Una fotografia di un tramonto che fissa anche il nostro Paese, ormai in balia dell’immobilismo da almeno 30-40 anni”.

Dargen si divide tra scrittura e produzione, “ma mi diverto a produrre e non a scrivere. Eppure la produzione non mi chiarisce nulla, mentre la scrittura mi mette di fronte a risposte che non sempre cercavi, ti dà la possibilità di meditare. Scrivere è una sorta di igiene personale per buttare fuori cose. Anche da adolescente ti permette di risolvere senza sapere cosa”.

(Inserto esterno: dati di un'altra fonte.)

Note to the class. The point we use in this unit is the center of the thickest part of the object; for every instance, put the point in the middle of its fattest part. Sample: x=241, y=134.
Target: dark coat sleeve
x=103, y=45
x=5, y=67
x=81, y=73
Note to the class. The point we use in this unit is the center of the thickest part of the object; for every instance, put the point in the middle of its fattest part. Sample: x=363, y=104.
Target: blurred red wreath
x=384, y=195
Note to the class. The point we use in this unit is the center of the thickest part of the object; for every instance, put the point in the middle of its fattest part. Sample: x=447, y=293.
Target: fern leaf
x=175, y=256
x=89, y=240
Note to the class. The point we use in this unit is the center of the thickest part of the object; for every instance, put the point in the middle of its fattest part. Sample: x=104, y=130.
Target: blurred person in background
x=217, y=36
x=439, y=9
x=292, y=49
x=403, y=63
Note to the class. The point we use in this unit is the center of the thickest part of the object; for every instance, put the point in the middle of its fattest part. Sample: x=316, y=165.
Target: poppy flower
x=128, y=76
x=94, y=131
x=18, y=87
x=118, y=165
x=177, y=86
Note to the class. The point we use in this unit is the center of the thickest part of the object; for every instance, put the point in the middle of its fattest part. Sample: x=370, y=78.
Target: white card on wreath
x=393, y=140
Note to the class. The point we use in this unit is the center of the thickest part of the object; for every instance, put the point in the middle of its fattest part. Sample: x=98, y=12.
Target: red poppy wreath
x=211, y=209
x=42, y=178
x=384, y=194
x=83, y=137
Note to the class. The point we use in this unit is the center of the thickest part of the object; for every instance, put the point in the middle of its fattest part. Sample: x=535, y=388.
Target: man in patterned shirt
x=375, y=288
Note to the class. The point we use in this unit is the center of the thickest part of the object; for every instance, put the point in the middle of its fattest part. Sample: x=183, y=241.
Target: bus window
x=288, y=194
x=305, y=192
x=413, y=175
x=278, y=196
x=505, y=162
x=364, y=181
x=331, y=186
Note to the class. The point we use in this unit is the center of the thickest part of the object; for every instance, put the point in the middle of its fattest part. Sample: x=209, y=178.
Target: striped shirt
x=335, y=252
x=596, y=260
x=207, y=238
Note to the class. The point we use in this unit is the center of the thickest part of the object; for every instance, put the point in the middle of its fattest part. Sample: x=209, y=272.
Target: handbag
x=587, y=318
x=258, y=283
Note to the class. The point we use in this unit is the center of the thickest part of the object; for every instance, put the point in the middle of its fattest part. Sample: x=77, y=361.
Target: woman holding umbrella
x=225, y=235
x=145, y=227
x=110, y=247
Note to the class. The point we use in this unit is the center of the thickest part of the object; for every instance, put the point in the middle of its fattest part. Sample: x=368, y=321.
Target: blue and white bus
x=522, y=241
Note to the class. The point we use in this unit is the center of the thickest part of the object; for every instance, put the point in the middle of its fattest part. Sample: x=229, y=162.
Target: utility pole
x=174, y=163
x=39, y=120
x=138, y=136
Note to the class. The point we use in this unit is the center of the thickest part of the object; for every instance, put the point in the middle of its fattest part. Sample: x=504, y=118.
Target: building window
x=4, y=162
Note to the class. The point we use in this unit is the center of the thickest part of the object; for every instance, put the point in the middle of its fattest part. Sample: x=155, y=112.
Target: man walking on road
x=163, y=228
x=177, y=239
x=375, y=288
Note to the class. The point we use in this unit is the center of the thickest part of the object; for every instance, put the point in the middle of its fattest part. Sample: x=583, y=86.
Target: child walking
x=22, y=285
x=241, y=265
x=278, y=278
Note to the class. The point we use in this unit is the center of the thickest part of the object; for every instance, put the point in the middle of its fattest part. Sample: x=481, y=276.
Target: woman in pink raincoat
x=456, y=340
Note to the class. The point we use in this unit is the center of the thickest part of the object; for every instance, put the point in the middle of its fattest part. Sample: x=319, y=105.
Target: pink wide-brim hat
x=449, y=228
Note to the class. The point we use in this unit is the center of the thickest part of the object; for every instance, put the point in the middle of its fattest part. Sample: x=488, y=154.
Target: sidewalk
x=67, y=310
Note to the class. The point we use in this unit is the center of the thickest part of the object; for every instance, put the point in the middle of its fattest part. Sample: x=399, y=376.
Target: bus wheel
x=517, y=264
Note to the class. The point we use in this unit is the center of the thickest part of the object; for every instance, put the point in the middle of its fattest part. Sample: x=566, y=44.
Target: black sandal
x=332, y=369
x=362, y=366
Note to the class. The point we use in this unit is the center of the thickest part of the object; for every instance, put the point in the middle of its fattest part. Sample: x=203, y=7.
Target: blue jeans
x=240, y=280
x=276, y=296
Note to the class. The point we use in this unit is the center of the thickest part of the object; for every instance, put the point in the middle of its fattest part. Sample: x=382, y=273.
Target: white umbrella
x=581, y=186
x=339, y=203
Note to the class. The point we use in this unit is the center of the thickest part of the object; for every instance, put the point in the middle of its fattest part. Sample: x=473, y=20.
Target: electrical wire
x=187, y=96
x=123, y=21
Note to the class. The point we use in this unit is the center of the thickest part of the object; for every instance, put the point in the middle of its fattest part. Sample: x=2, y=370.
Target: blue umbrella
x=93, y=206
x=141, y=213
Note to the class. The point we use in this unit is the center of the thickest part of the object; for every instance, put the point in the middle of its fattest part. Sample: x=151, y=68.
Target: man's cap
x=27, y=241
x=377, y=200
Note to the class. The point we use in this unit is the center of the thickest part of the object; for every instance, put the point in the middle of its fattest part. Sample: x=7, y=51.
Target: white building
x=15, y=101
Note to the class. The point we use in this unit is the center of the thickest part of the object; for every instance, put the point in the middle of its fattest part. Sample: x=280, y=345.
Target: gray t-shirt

Il tema del nomadismo, della migrazione, è alla base anche della scelta per la serata delle cover a Sanremo: insieme alla BabelNova Orchestra omaggerà la musica di Ennio Morricone (The Crisis), con i testi dei suoi brani Modigliani (storia di un italiano che emigra all’estero, e anche primo pezzo – scartato – che ha presentato a Sanremo, “sono sempre stato curioso di capire come funzionava la macchina”) e Dove si balla. “È il tentativo di dare un altro punto di vista per raccontare con più profondità lo stesso tema”. Perché Dargen non crede nei limiti, tantomeno in quelli fissati dal mercato musicale. “Se posso andare io a Sanremo, vuol dire che non esistono limiti. Anche se in fondo io sono quasi finito per caso a fare questo mestiere.

Ero convinto che avrei scritto per il cinema italiano, ma il cinema non era così convinto”.